Through the simple magic of the random walk procedure,
> we are able to do *indirectly* something we could not necessarily do directly: We can generate random samples from the target distribution. Moreover, we can generate those random samples from the target distribution even when the target distribution is not normalized.
>
> This technique is profoundly useful when the target distribution $P(\theta)$ is a posterior proportional to $p(D | \theta) p(\theta)$. Merely by evaluating $p(D | \theta) p(\theta)$, without normalizing it by $p(D)$, we can generate random representative values from the posterior distribution.

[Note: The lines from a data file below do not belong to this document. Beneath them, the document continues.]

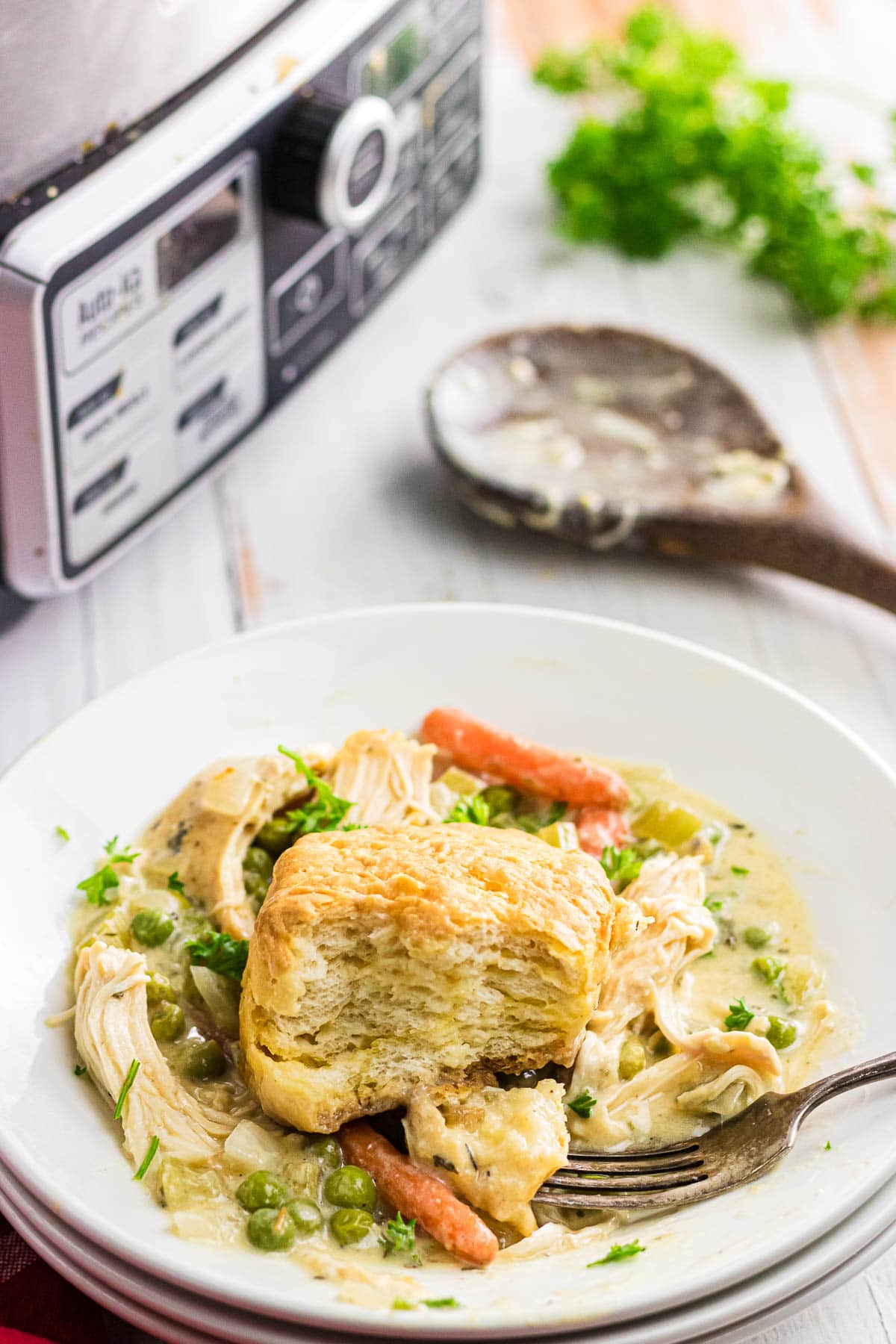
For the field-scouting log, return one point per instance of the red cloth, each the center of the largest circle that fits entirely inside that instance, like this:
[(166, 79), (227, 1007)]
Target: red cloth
[(38, 1305)]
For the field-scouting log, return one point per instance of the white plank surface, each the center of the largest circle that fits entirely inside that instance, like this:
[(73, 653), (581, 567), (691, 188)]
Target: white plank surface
[(336, 503)]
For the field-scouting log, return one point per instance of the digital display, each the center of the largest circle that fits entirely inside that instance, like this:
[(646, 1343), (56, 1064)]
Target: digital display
[(190, 243), (388, 66)]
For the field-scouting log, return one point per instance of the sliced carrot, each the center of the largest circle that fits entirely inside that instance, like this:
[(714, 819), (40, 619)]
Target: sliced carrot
[(526, 765), (602, 827), (418, 1194)]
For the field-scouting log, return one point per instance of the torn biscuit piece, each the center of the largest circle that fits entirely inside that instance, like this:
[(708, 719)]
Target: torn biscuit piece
[(398, 957)]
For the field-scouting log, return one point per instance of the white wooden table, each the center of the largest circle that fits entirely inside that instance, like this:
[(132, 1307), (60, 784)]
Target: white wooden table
[(336, 503)]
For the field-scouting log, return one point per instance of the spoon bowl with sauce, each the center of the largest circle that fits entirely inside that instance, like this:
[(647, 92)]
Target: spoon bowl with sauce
[(610, 437)]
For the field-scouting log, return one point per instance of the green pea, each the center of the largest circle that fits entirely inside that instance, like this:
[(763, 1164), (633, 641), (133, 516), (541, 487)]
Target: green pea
[(276, 836), (202, 1061), (262, 1189), (756, 937), (152, 927), (258, 870), (167, 1021), (257, 890), (500, 799), (633, 1058), (260, 862), (272, 1229), (159, 989), (328, 1152), (351, 1187), (307, 1216), (781, 1033), (351, 1225), (768, 968)]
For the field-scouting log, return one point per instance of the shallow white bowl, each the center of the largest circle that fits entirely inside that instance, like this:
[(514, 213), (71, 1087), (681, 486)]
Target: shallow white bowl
[(732, 1315), (817, 793)]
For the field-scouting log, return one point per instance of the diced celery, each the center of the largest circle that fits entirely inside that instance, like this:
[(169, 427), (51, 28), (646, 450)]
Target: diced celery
[(668, 823), (561, 835)]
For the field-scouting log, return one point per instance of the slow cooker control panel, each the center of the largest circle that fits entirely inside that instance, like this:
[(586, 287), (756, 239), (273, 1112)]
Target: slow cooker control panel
[(167, 296), (367, 164)]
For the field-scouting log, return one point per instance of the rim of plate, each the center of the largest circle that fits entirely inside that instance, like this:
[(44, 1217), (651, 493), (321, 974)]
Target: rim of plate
[(215, 1284), (104, 1289)]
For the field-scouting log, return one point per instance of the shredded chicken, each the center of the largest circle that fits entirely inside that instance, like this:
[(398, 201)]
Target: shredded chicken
[(712, 1071), (675, 927), (388, 777), (112, 1030)]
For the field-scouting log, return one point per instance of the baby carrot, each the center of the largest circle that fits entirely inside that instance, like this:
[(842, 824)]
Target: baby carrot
[(602, 827), (526, 765), (418, 1194)]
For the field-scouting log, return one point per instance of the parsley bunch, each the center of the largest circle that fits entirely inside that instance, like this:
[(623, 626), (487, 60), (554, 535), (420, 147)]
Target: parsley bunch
[(326, 812), (680, 141)]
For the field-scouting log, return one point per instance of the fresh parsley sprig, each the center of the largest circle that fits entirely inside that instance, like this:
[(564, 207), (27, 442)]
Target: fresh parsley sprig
[(620, 1251), (220, 953), (682, 143), (739, 1016), (583, 1104), (146, 1164), (470, 809), (401, 1238), (621, 866), (125, 1088), (326, 812)]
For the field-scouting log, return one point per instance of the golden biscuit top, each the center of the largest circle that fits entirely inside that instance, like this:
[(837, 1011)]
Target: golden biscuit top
[(435, 883)]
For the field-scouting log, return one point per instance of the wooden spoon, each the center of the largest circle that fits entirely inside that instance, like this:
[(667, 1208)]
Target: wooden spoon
[(610, 437)]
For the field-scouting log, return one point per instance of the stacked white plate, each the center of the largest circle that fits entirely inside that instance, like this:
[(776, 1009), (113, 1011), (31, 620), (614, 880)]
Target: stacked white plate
[(722, 1269)]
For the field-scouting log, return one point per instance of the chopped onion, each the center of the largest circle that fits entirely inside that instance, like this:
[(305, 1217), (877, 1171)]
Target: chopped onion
[(220, 996)]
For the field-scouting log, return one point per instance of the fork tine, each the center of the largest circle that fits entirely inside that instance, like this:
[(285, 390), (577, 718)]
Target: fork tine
[(635, 1155), (597, 1163), (597, 1203), (622, 1184)]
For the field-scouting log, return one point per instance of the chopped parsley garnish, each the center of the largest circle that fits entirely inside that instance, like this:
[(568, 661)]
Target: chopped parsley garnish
[(621, 1251), (583, 1104), (97, 885), (220, 953), (621, 866), (151, 1152), (125, 1088), (470, 809), (107, 880), (739, 1016), (399, 1238), (771, 969), (120, 855), (682, 143), (326, 811)]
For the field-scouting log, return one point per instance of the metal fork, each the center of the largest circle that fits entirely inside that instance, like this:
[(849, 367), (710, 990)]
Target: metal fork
[(729, 1155)]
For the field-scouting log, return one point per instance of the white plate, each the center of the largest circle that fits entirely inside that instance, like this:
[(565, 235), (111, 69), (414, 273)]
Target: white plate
[(785, 1290), (817, 793)]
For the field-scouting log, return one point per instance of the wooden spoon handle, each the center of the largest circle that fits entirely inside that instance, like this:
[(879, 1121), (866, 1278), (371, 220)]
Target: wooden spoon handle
[(795, 546)]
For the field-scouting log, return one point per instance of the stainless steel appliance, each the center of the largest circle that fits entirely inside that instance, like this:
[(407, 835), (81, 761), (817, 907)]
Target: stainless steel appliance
[(164, 289)]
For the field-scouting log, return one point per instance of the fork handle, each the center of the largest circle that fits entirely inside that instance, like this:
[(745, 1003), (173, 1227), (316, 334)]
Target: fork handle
[(815, 1095)]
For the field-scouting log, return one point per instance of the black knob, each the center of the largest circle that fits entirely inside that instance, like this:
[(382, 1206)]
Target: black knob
[(335, 161)]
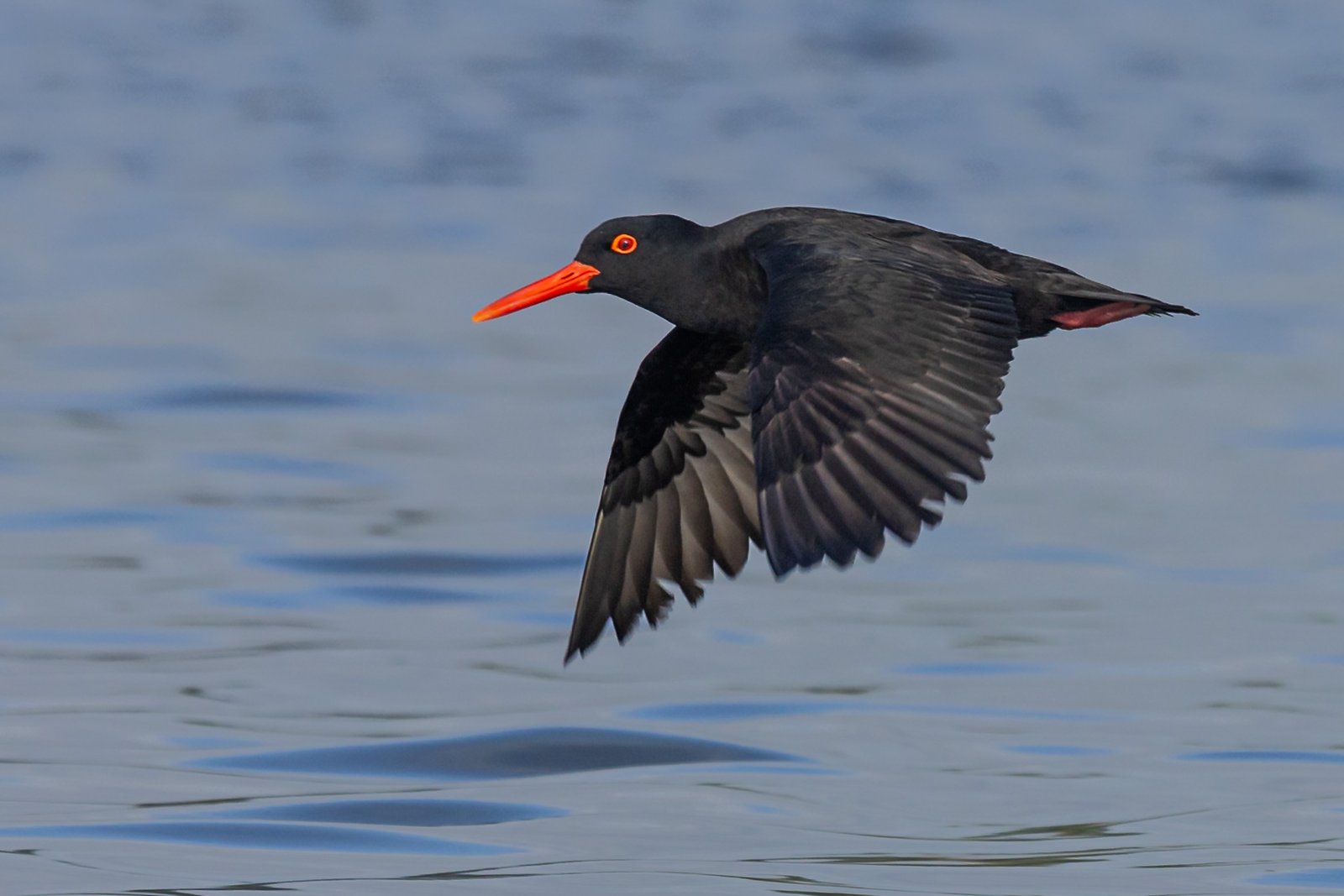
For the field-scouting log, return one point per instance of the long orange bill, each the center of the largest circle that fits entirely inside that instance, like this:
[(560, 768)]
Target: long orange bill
[(571, 278)]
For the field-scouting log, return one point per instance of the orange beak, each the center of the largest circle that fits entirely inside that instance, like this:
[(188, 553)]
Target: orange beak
[(571, 278)]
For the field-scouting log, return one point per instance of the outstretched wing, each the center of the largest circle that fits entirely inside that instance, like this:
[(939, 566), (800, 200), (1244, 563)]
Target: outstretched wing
[(874, 376), (680, 486)]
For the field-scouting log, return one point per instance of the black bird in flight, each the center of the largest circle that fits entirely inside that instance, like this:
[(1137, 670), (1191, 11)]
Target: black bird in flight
[(830, 376)]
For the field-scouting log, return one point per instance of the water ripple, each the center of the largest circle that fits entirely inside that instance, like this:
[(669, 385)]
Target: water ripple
[(508, 754)]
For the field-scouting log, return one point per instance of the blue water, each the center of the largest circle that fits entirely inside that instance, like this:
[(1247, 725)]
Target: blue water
[(288, 547)]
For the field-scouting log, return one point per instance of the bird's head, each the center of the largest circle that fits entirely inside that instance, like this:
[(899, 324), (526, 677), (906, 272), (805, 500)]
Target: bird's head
[(648, 259)]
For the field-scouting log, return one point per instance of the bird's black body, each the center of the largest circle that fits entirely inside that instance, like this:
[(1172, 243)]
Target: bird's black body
[(830, 378)]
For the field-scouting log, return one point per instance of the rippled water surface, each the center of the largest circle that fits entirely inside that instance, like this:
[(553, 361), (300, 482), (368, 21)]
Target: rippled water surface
[(288, 548)]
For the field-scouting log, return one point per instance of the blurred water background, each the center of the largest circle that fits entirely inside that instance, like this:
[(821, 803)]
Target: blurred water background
[(288, 548)]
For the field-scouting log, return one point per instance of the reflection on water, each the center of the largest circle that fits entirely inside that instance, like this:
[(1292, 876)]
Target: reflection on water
[(288, 548)]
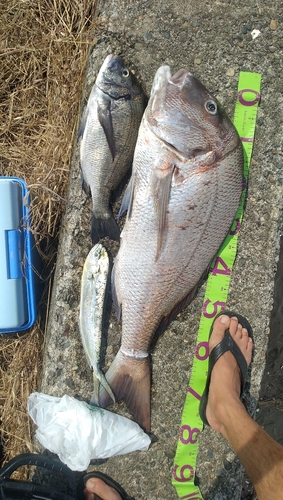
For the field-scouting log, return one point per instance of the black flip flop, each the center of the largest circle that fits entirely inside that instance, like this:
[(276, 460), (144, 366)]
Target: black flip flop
[(227, 344), (107, 479)]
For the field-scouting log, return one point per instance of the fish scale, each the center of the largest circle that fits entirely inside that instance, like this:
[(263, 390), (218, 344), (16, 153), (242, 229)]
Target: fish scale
[(109, 130), (216, 293)]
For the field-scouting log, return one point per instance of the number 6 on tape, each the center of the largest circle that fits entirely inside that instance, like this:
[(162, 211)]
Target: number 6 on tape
[(214, 301)]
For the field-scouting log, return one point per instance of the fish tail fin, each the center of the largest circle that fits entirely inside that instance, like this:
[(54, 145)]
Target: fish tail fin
[(104, 227), (99, 379), (129, 379)]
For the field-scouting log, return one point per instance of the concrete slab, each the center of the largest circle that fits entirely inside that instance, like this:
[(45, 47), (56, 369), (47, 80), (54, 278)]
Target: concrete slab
[(213, 40)]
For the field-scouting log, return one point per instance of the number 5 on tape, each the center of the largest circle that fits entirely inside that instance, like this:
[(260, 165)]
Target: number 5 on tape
[(214, 301)]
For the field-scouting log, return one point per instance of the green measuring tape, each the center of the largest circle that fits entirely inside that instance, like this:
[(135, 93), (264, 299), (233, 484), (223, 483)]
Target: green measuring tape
[(214, 301)]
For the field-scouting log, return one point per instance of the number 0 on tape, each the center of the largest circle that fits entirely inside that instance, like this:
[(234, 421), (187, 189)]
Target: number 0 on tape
[(214, 301)]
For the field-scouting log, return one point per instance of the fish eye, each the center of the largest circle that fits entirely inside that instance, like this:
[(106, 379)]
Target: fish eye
[(125, 73), (211, 107)]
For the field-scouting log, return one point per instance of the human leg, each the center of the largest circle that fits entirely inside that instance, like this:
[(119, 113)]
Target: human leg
[(261, 456)]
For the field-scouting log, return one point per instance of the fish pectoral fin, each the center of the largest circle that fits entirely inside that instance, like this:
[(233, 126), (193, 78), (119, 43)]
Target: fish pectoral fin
[(129, 378), (83, 123), (85, 186), (127, 200), (161, 188), (105, 120)]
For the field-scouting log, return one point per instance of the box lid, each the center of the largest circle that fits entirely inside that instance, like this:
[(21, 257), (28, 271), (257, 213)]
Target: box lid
[(17, 294)]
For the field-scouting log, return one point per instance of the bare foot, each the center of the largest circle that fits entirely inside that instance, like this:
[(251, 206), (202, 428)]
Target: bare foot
[(100, 488), (225, 383)]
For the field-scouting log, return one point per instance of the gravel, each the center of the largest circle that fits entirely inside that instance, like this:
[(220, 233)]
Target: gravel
[(213, 40)]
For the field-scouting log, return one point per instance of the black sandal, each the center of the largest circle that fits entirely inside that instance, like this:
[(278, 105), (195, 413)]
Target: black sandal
[(107, 479), (227, 344)]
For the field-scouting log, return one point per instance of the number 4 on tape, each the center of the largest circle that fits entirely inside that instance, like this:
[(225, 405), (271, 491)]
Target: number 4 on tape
[(214, 301)]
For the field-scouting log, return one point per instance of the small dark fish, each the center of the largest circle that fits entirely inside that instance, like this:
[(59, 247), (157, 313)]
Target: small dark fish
[(109, 132), (183, 195), (93, 290)]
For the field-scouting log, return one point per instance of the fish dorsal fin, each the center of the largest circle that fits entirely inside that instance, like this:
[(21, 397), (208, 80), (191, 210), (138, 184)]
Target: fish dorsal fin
[(161, 188), (105, 120), (127, 200)]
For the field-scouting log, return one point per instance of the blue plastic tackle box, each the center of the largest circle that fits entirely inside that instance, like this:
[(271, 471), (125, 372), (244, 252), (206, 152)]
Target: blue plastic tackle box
[(17, 280)]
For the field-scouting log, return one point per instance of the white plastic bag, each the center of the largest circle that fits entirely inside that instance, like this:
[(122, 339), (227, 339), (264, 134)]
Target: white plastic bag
[(78, 432)]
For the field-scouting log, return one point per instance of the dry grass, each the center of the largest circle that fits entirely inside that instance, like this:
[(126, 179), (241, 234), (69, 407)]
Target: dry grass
[(43, 50)]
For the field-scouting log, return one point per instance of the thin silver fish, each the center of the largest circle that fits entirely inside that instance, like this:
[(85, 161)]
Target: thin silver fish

This result is wonderful because the method obviates direct computation of the evidence $p(D)$, which, as you'll recall, is one of the most difficult aspects of Bayesian inference. By using MCMC techniques, we can do Bayesian inference in rich and complex models. It has only been with the development of MCMC algorithms and software that Bayesian inference is applicable to complex data analysis, and it has only been with the production of fast and cheap computer hardware that Bayesian inference is accessible to a wide audience. (p. 152, *emphasis* in the original)
## The Metropolis algorithm more generally
"The procedure described in the previous section was just a special case of a more general procedure known as the Metropolis algorithm, named after the first author of a famous article [@metropolisEquationStateCalculations1953]" (p. 156).
Here's how to generate a proposed jump from a zero-mean normal distribution with a standard deviation of 0.2.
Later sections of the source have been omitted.